Never too late for some OpenCV and Clojure on AWS Lambda

In our previous post, we managed to run a Yolo-based Deep Neural Network directly on a raspberry pi, and get some object detection in semi real-time on pictures and video streams. The processing was entirely done locally, which is kind of optimum for a local video stream, but can be a little bit too power hungry if you have a farm of these. Here are some, not-so-easy-to-get power consumption values for the Raspberry Pi and you can easily see that heavy CPU usage doubles the energy consumption. In that case, a possible solution to off load processing out the raspberry and onto servers using easy to setup lambdas.

You’ve probably tried AWS Lambdas before, and some of you might even be using some in production, they are stateless functions, handler, deployed and hosted remotely on AWS infrastructure.

In this post, we are going to create and deploy (obviously) Clojure based lambdas, and call them from our beloved Raspberry Pi to analyse some pictures using Neural Networks via Origami.

The lambda will be developped and deployed from a local development machine, and will finally be called from the Raspberry Pi, like shown in the diagram below:

/lambda0.png

Setting up AWS CLI

To interact with and set up AWS services one usually go through the AWS command line interface.

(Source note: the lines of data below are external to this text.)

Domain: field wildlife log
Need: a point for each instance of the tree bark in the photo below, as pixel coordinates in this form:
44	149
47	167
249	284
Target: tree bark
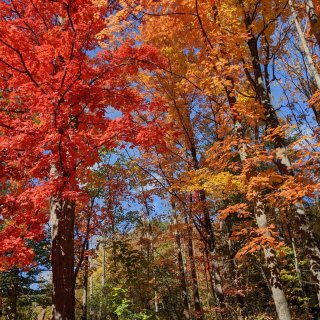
282	160
62	214
85	284
314	20
182	275
195	286
278	295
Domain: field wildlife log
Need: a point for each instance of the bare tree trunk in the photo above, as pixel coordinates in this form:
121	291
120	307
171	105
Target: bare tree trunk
85	284
282	160
311	66
314	20
278	295
195	286
62	214
182	275
279	298
12	309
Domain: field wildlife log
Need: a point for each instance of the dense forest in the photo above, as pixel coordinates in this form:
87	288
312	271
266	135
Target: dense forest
159	159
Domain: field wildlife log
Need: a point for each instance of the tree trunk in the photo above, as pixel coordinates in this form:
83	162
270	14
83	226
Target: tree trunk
195	286
182	275
282	160
311	66
314	20
278	295
62	214
85	284
12	309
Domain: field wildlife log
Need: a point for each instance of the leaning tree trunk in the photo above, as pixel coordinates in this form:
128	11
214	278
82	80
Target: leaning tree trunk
62	214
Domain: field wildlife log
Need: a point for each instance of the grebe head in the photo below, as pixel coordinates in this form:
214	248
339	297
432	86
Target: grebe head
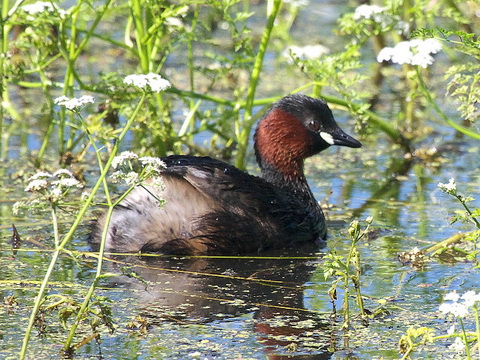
295	128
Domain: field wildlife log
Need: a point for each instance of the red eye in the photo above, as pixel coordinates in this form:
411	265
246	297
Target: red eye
314	125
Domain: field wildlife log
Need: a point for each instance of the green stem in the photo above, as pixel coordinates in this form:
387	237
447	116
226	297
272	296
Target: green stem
69	235
55	226
257	68
428	96
467	209
465	339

To install awscli you can use apt:

sudo apt install awscli

but depending on your luck and timing, you may end up with a slightly old version and may want to try the python based install instead:

sudo pip3 install awscli --upgrade

Once you have the aws command ready, make sure to configure it with one of your IAM user.

Configure the AWS IAM user

In the AWS console, we simply setup a new IAM user, here named nico.

We also create a role, lando, to which we give full lambda access:

/lambda1.png

Then retrieve the key ID and the Access Key of that new user, we can now run the aws configuration from the Raspberry Pi and our development machine.

aws config

Where you have to answer the usual questions on:

  • AWS Access Key ID
  • AWS Secret Access Key
  • Default region name
  • Default output format

That’s for the fun in the AWS console for now.

First Lamba in Clojure

This is a really brief summary of the existing documentation on the AWS website about writing and deploying a lambda in Clojure.

Here we will create a new Clojure project using lein, write a function that can be called by the lambda framework, and deploy it. We’ll call our little project lando.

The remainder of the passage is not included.